A pesquisa, iniciada em março deste ano, marca a primeira vez que o cultivo de cacau é incluído nos estudos de safra da Emater-MG. A decisão surgiu após técnicos da instituição observarem um aumento significativo de produtores interessados na cultura. “Já acompanhamos mais de 40 tipos de frutas em Minas Gerais, mas o cacau ainda não fazia parte dos levantamentos. Essa inclusão é importante para orientar políticas públicas e facilitar o contato com possíveis compradores”, afirmou o coordenador técnico de Fruticultura da Emater-MG, Deny Sanábio.
O município de Jaíba lidera o plantio, com 256 hectares — o equivalente a 53,3% da área total identificada no estado. Em seguida aparecem Janaúba (120 hectares), Bandeira (64 hectares) e Matias Cardoso (25 hectares). A expectativa da Emater-MG é de que esses números aumentem com a identificação de novas áreas cultivadas.
Condições climáticas favorecem cultivo no Norte de Minas
Segundo Deny Sanábio, o cacaueiro se adapta bem a regiões com alta temperatura e baixa umidade, desde que haja irrigação. Por isso, muitos produtores do Norte de Minas estão apostando no cultivo consorciado com lavouras de banana, que já possuem sistema de irrigação instalado.
“O cacau é sensível a ventos fortes, frio e doenças fúngicas como a vassoura de bruxa, que se desenvolvem em áreas úmidas. As condições do Norte de Minas são ideais, mas o produtor precisa estar ciente de que o cultivo exige investimentos e conhecimento técnico”, explicou Sanábio. Ele também alertou para a baixa disponibilidade de mudas, o que exige planejamento antecipado por parte dos agricultores. Os primeiros frutos surgem entre dois e três anos após o plantio, mas a produção em escala comercial só se consolida a partir do quarto ano.

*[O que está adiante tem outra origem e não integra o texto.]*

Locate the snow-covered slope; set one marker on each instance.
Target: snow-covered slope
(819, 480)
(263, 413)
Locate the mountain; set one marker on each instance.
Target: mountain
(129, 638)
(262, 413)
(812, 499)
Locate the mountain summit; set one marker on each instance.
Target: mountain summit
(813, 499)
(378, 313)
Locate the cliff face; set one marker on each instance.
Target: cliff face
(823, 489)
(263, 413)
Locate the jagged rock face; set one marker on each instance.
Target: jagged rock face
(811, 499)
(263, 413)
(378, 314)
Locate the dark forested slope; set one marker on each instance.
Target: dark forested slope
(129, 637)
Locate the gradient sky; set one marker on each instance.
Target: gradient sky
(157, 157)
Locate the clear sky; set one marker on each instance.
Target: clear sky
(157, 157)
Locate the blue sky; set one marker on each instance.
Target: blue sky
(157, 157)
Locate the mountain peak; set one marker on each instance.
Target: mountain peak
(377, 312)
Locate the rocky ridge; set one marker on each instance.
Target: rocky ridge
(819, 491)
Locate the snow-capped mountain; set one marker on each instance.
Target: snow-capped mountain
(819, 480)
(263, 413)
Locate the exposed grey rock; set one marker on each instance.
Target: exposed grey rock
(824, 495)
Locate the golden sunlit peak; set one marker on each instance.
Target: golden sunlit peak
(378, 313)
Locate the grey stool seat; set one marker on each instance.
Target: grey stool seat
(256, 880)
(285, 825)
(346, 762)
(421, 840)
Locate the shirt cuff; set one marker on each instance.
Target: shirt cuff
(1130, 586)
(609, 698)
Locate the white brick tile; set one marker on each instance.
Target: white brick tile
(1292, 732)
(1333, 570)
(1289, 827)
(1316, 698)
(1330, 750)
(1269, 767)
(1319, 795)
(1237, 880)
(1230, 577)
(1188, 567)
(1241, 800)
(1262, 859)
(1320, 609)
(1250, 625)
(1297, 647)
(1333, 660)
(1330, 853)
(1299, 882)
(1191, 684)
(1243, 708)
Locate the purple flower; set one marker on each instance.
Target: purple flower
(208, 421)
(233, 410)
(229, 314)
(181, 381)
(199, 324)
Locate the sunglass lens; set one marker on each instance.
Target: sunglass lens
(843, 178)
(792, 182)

Região mira futuro como polo produtor de cacau
A cultura do cacau está sendo vista por produtores como uma alternativa econômica viável frente aos desafios enfrentados por outras lavouras, como a de banana. Em Janaúba, a Rimo Agroindustrial Ltda já investiu em mais de 100 hectares de cacau, com planos de substituir totalmente suas plantações de banana nos próximos anos.
Segundo o gestor da empresa, Geraldo Pereira da Silva, o cenário é promissor. “Com a mudança climática e a concorrência de outras regiões, perdemos competitividade na produção de banana. O cacau, por ser uma commodity, oferece mais estabilidade de mercado. Você pode armazenar o produto, negociar preços com mais flexibilidade e planejar melhor a logística de entrega”, destacou.
A expectativa da Rimo é que, em um prazo de sete a dez anos, o Norte de Minas alcance entre 8 mil e 12 mil hectares de cacau plantado, consolidando-se como um importante polo produtor nacional, com alto padrão de qualidade e produtividade.